Public interest organizations have limited resources and a growing client base. More families are falling below the Federal Poverty Level and becoming income-eligible for services at a time when funding sources are in jeopardy. Attorney positions at public interest organizations are few in number and competitive. Nonprofit organizations hire with one question in mind: Can this candidate help us pursue our mission and contribute to our cause?
Unlike many entry-level attorney positions, graduating from a highly ranked law school with top grades does not guarantee a job in public interest. To be competitive for a public interest attorney position, one must demonstrate commitment to public interest law and a passion for the organization’s mission.
For a new attorney to be competitive for public interest positions, she must have acquired public interest experience during law school through clinics and externships. Passion, however, is just as important as practical experience. The candidate must be able to articulate what drives her to do this work. Passion and drive are essential because caseloads are large, stakes are high (eviction, immigration detention, etc.) and resources are limited. Competitive candidates may hold a Masters in Social Work or have impressive pre-law school experience.
New attorneys interested in public interest work should pursue fellowships. A fellowship is a postgraduate position at a nonprofit organization that does not have the funds to hire a full-time attorney. Fellowships are funded by outside sources, often nonprofit organizations or law firms, and are limited in duration, generally one or two years. Some are open only to 3Ls or recent graduates, others welcome attorneys with up to two years of experience. Fellowships are the launching pad for many public interest careers, as host organizations often offer the fellows staff attorney positions after the fellowship, or at the very least, help the fellowship secure a permanent position at another nonprofit organization.

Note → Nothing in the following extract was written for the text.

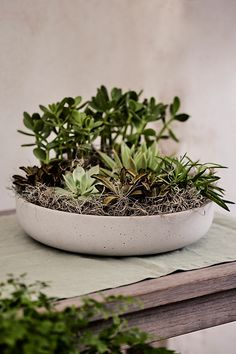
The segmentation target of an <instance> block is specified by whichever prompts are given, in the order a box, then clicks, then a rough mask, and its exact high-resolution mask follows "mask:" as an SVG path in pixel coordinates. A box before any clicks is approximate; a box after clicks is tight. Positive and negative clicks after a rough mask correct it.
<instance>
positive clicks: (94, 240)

While fellowships are ideal, new attorneys should also consider limited in duration, grant-based positions. The contracts for these positions are limited to the projected use of specific grant funding. They may lead to permanent positions at the nonprofit organization, and at worst, they provide in-the-trenches experience and strong references. I started as an attorney in rural Ukiah under a one-year contract through a federal homelessness grant. When the grant funding was exhausted, the organization offered me a staff attorney position in their main office to continue practicing poverty law.
Attorneys can also improve their qualifications for public interest after graduation. For new attorneys who are unemployed or underemployed, pro bono work is crucial. It provides the practical skills essential to land a public interest position, the subject matter expertise to be competitive, and the familiarity with nonprofit organizational structure that is crucial to succeeding at an interview. Moreover, pro bono work allows one to demonstrate commitment to public interest work while making meaningful connections to the local public interest community, including the organizations to which one would be applying for jobs.

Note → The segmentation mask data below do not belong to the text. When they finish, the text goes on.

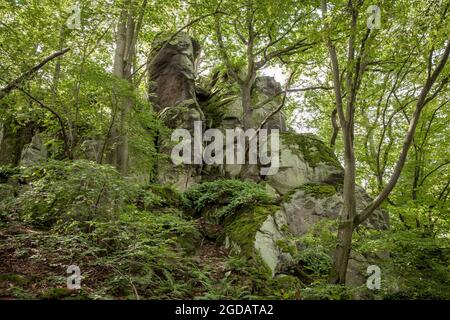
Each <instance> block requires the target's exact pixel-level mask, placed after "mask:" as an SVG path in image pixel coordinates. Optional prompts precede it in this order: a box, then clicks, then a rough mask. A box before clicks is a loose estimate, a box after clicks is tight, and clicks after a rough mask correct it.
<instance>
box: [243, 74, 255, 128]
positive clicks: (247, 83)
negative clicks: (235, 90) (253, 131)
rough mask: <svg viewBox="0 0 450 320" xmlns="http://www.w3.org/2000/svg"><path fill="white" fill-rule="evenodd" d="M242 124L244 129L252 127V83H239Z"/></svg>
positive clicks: (252, 110)
mask: <svg viewBox="0 0 450 320" xmlns="http://www.w3.org/2000/svg"><path fill="white" fill-rule="evenodd" d="M241 96H242V110H243V125H244V130H247V129H249V128H252V127H253V124H254V123H253V109H252V84H251V83H245V84H243V85H241Z"/></svg>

Private sector attorneys applying for public interest positions may benefit most from pro bono work, even if they pursued public interest opportunities during law school. A nonprofit organization may assume that an associate hasn’t handled the type and breadth of work that a public interest attorney of that level will be handling, and may not seriously consider the associate as a candidate. Public interest attorneys have direct client contact, control over case management, and courtroom experience almost immediately.
An associate who has primarily worked on research projects, document review, and motion preparation would benefit from taking a full representation case pro bono. The associate will gain exposure to public interest practice areas, hone practical skills, and understand procedural issues involved with advocating before administrative agencies. San Diego pro bono opportunities include Casa Cornelia, San Diego Volunteer Lawyer Program, and Legal Aid Society of San Diego. These organizations provide mentorship and support.
Applying to public interest attorney positions is time-intensive. Unlike large firms, public interest organizations generally do not have a set hiring schedule or a person dedicated to recruitment. Instead, organizations hire when there is an opening due to the departure of a staff attorney or the expansion of a grant-based project, and the person responsible for hiring is likely also balancing a large caseload and has duties supervising less experienced attorneys. Keep in mind the resource constraints of when applying and be patient after submitting your application materials.
Once you have secured an interview with a public interest organization, be prepared to speak about your credentials, qualifications, and, most importantly, the reason you want to do public interest work. During the interview process, be yourself, explain what drives you, and be honest about your passion.